In 2014, the port just south of Cape Girardeau handled 1.3 million tons of cargo, according to lease reports. Most of the cargo was shipped by barge, followed by truck and rail car. Until last year, 2012 held the record for cargo, and numbers had been on a steady rise for several years until a falloff in 2013.
In recent years, the port has found ways around the threats to business as usual -- most notably dredging at the port, an integral, annual process that scrapes the silt and mud from the riverbed to allow commercial traffic to dock and load or unload during times of low water levels.
Upon development of the port in the mid-1980s, the U.S. Army Corps of Engineers entered into an agreement with the port to dredge the harbor for 35 years into the future. But dredging for many ports on the Mississippi River came to a halt in 2010 as the Corps ran into budget shortages.

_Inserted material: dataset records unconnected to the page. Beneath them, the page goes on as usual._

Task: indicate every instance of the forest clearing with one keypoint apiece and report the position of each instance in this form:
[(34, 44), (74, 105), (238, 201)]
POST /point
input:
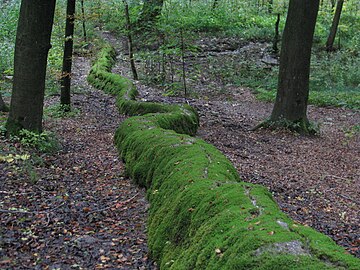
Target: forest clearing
[(71, 198)]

The port since has found ways, such as grants or using its own money, to pay for dredging, or it has received dredging service on the Corps' dollar at the last minute, eluding a shutdown. Now the old deal seems to be back on track, port officials say, because the Corps dredged the harbor in 2014 and officials have been told it will happen again this year.

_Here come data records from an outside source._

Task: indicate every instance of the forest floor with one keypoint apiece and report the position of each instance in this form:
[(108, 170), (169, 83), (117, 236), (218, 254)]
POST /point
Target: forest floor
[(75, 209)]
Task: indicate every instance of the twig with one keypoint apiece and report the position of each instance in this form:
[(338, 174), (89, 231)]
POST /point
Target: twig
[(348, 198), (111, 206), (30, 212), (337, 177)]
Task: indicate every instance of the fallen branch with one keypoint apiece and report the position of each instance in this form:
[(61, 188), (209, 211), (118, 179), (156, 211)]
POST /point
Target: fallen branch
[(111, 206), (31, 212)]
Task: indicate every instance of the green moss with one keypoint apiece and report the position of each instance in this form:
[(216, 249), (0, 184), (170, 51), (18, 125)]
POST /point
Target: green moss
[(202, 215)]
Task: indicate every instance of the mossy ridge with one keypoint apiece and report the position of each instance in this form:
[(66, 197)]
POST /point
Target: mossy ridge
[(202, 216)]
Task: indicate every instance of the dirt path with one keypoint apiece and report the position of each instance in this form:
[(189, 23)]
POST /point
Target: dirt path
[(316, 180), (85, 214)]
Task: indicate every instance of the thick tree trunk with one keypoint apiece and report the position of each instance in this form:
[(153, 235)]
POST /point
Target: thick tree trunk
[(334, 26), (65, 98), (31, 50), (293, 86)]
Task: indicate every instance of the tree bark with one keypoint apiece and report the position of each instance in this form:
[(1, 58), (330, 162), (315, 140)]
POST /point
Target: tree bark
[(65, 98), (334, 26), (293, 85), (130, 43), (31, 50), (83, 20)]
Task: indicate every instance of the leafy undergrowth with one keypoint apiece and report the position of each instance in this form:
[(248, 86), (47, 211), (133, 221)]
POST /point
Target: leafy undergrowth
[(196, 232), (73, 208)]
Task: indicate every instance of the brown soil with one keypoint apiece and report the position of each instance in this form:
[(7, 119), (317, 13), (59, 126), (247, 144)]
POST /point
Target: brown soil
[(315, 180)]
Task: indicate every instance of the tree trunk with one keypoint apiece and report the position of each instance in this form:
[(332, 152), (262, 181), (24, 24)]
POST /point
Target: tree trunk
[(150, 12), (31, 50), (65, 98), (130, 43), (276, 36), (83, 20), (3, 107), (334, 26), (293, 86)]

Larry Dowdy, a commissioner on the Southeast Missouri Regional Port Authority board, told Corps representatives Monday at a meeting of the Mississippi River Commission the funding of dredging by the Corps saves the port between $500,000 to $600,000 each year and contributes to the port's ability to expand.

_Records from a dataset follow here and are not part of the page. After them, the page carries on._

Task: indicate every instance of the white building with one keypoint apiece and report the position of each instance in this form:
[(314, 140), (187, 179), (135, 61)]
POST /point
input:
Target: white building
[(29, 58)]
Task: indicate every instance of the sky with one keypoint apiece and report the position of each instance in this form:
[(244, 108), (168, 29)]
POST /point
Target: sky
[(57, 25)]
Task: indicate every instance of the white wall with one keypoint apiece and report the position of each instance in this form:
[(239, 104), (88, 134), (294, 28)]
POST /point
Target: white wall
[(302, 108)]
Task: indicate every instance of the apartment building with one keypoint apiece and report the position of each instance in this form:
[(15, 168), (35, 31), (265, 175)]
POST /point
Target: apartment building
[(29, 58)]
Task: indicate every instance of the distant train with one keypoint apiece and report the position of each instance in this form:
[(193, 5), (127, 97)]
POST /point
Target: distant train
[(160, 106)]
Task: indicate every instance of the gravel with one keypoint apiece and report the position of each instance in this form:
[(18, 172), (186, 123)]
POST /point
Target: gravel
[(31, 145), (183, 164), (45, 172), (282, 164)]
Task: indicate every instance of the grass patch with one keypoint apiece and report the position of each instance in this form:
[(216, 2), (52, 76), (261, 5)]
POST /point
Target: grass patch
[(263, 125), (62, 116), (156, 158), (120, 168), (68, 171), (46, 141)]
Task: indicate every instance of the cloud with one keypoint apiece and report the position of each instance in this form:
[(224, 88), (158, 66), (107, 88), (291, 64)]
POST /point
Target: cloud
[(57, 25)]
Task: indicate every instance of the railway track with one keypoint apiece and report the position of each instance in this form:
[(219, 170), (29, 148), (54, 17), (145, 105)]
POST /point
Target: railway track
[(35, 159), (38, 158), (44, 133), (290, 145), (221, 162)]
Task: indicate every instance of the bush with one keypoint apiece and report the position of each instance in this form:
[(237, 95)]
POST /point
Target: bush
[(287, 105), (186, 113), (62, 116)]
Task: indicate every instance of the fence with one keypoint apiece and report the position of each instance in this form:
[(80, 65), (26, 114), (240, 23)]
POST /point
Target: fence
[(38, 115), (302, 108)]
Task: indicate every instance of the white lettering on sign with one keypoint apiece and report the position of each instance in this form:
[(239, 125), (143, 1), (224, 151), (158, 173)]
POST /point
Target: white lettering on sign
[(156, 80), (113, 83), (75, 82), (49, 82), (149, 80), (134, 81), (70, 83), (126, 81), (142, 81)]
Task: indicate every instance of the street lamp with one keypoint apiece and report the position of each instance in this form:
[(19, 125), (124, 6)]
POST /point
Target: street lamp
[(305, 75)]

"We can use those funds to invest and to accelerate development of the port, whereby we can adequately provide reliable access to our incoming and outgoing freight to customers," Dowdy said.
Port executive director Dan Overbey said the money the port now doesn't have to use on dredging overall makes the port a more viable business.
"If we can save money off the dredging end, we can turn around and put it to a more productive use," Overbey said. "And first things first, for the customers that are here, you've got to keep the harbor open."
Savings can be put toward developing sites for additional businesses at the port and maintaining the port's current infrastructure, Overbey said. Extending utilities, building roads and laying down railroad tracks are examples of projects the port can do with the additional dollars, but the project also sometimes requires extra funding through state and federal economic development grants.
"A lot of what we do is five or 10 years out in front of getting a company to locate," Overbey said. "Usually if one decides to put in a facility, they want to move fast, so we have to be ready."
Many projects at the port are being planned, are partly done and awaiting state funding or are on a wish list.
A demand for more rail access is prompting the building of several kinds of tracks to add to the port railroad, including a piece that will be partly paid for by about $425,000 in state-allocated funds. That money, however, may not come to the port anytime soon -- it is part of the general revenue budget restraints put in place by Gov. Jay Nixon last year.
Earlier this month, a group of local Missouri House representatives -- all Republicans, including Kathy Swan, Donna Lichtenegger, Holly Rehder, Tila Hubrecht, Don Rone, Steve Cookson, Andrew McDaniel and Todd Richardson -- sent a letter to Nixon requesting release of the funds.
Projects the port is funding include repairing a side of the harbor and timber train trestles. The port also is adding a piece at a time to a new system Overbey said may take more than 10 years to finish and will depend on available funding.
The project includes adding train tracks that can carry unit trains that will transfer materials onto a conveyor that will dump them onto barges in the harbor. The port also would like to add a maintenance building in the next two to three years.
"We are keeping our fingers crossed," Overbey said. "If we can keep the Corps going with dredging, control our costs and the rent and so forth comes in, we can keep moving ahead."
Port authority officials also are examining how current federal permitting rules for dredging, construction of new infrastructure and other activities at ports can affect their bottom line and expansion.
Dowdy told Corps officials Monday permitting needs to be hastened and streamlined to help small ports keep schedules for projects, which saves both of them time and money, and that permits should match a project's schedule.
Dowdy said ports having to reapply for permits when there has been no change in harbor configuration and no changes in plans can hamper investment at the ports by holding up the process.